UIC releases controversial Obama papers

Notes detailing the Obama-Ayers connection made public by university

The silence in the library has been broken.

Tuesday, the University of Illinois—Chicago released more than 1,000 documents, known as the Chicago Annenberg Challenge papers, relating to an allegedly radical group in which Democratic presidential nominee Barack Obama and Vietnam-era ex-radical William Ayers were involved.

Presumptive Republican presidential candidate John McCain suggested a connection between Obama and Ayers. That suggestion has turned the usually quiet library into a hub of press and pundit activity. According to the Associated Press, the papers from the Chicago Annenberg Challenge report only minimal interaction between Obama and Ayers.
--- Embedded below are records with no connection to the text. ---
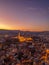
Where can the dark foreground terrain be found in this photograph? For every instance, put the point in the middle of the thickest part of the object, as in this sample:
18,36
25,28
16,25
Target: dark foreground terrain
24,48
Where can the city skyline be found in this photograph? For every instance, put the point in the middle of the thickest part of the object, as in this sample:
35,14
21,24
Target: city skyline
29,15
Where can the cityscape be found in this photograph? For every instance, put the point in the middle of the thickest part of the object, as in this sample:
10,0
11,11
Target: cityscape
24,32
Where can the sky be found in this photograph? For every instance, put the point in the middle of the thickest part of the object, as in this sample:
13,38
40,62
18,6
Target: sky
28,15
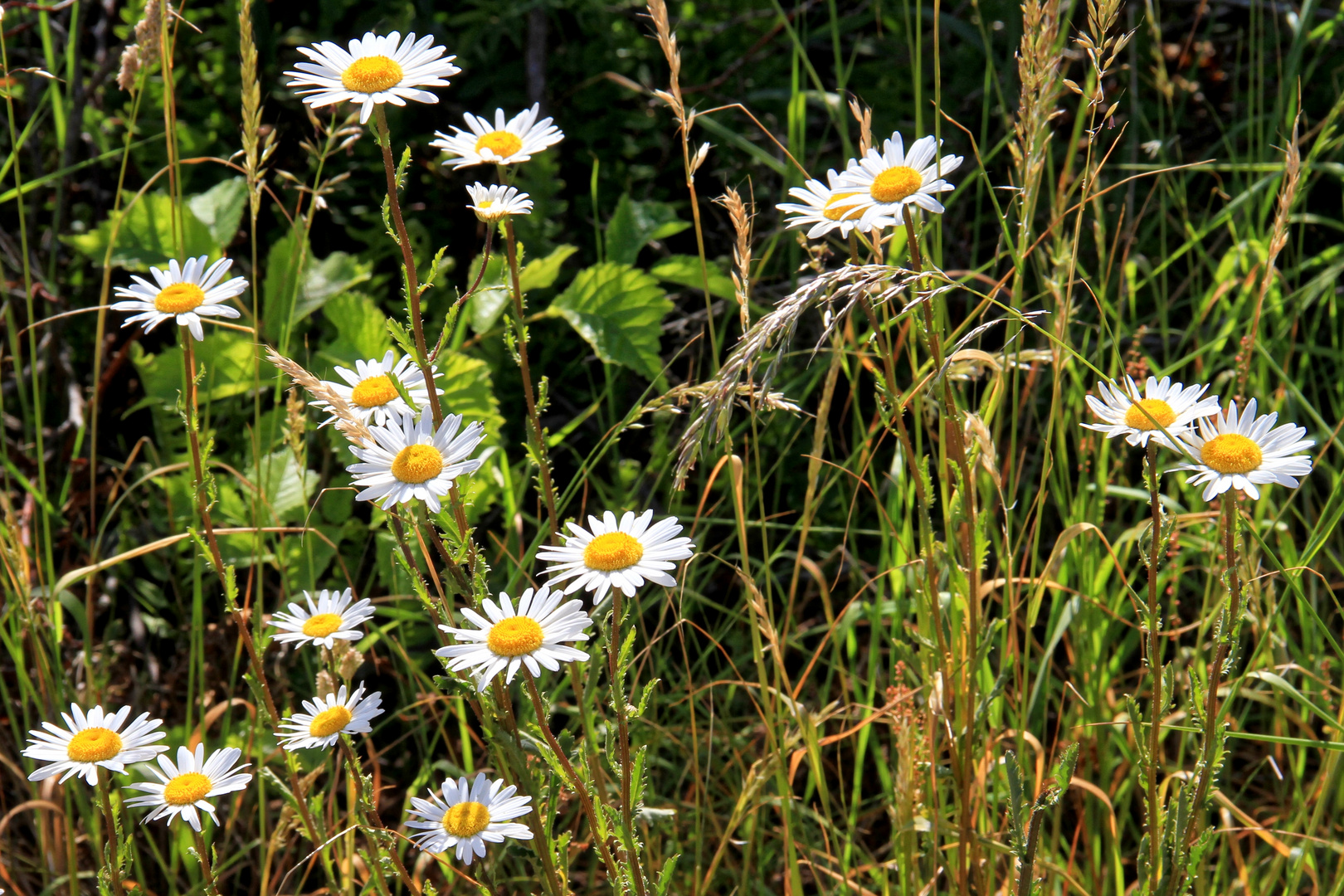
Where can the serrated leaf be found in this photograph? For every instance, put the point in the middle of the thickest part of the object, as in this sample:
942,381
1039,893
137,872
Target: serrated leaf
620,312
145,236
684,270
635,225
221,208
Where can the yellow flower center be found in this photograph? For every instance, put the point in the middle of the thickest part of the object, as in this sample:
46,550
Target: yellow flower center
502,143
835,212
895,184
178,299
186,789
466,820
417,464
611,551
371,74
1231,453
321,625
1157,409
514,637
329,722
95,744
375,391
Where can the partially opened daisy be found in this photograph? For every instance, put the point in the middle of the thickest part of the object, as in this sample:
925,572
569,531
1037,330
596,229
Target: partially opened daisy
889,180
370,392
468,817
374,71
188,786
329,620
827,208
500,144
1136,416
617,555
187,292
91,740
410,460
498,202
1246,451
329,718
505,638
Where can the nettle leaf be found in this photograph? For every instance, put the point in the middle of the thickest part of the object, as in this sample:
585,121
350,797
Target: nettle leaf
635,225
360,329
221,208
619,309
226,355
145,236
684,270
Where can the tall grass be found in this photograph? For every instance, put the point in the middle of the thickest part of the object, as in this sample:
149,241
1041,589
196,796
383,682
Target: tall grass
936,635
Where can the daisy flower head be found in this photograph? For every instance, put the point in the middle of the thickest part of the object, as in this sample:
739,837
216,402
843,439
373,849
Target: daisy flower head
410,460
617,555
187,292
187,786
329,718
500,144
505,638
498,202
468,816
370,392
91,740
1136,416
890,180
828,207
374,71
1244,453
324,622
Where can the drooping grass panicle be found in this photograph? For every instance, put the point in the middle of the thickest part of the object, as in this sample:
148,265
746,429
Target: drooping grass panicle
350,425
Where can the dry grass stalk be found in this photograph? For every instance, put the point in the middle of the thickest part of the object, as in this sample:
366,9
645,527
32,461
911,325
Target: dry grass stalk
741,218
350,426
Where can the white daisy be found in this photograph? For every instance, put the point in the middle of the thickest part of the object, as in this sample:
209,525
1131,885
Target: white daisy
468,817
329,620
1174,405
91,740
374,71
890,179
828,208
188,786
370,392
509,638
187,292
410,460
499,144
1231,453
329,718
498,202
616,555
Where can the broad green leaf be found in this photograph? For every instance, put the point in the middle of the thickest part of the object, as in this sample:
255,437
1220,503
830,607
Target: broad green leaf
635,225
360,329
145,236
226,355
620,312
221,208
543,271
684,270
492,296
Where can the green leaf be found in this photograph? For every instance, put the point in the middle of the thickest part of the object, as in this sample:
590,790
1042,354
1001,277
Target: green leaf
221,208
145,236
684,270
635,225
360,328
543,271
226,355
620,312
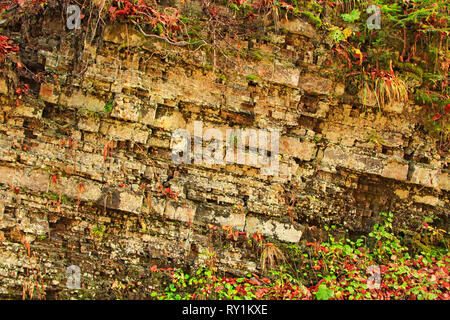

UIC limited the documents’ availability to the media earlier thishttps://www.flathatnews.com/textpattern/index.php?event=article month. Since lifting the restriction, organizations across the nation are reviewing the papers, looking for any signs that Obama harbors radical opinions.

In 1969, Ayers co-founded the Weatherman Group, a violent, anti-capitalist split from the Students for a Democratic Society. Later that year, the group planted a bomb which destroyed a downtown Chicago statue dedicated to police casualties during the 1886 Haymarket Riot. Though no one was killed, the federal government issued a warrant for Ayers’ arrest and he went into hiding. In 2001, Ayers released a “part fiction” book detailing the group’s involvement in several other non-fatal bombings in the 1970s. Though Ayers came out of hiding in 1980 and became successful in the world of academia, he remained unashamed of his past.

“Did we do something that was horrendous, awful?” Ayers told PBS in 2001 when questioned about his group’s anti-Vietnam War protests. “I don’t think so. I think what we did was to respond to a situation that was unconscionable.”

In the mid-’90s Ayers became instrumental in the conception of the Annenberg Challenge, a group sponsored by the Annenberg Foundation to improve Chicago schools. Obama served as a chair to the Challenge for a few years in the 1990s. The two attended meetings together from 1995-2001.

In response to the media’s interest in his relationship with Ayers, Obama pointed out that he was growing up in Hawaii during Ayers’ radical days.

“This is a guy who lives in my neighborhood,” Obama said in a debate earlier this year. “He’s not somebody who I exchange ideas from on a regular basis.”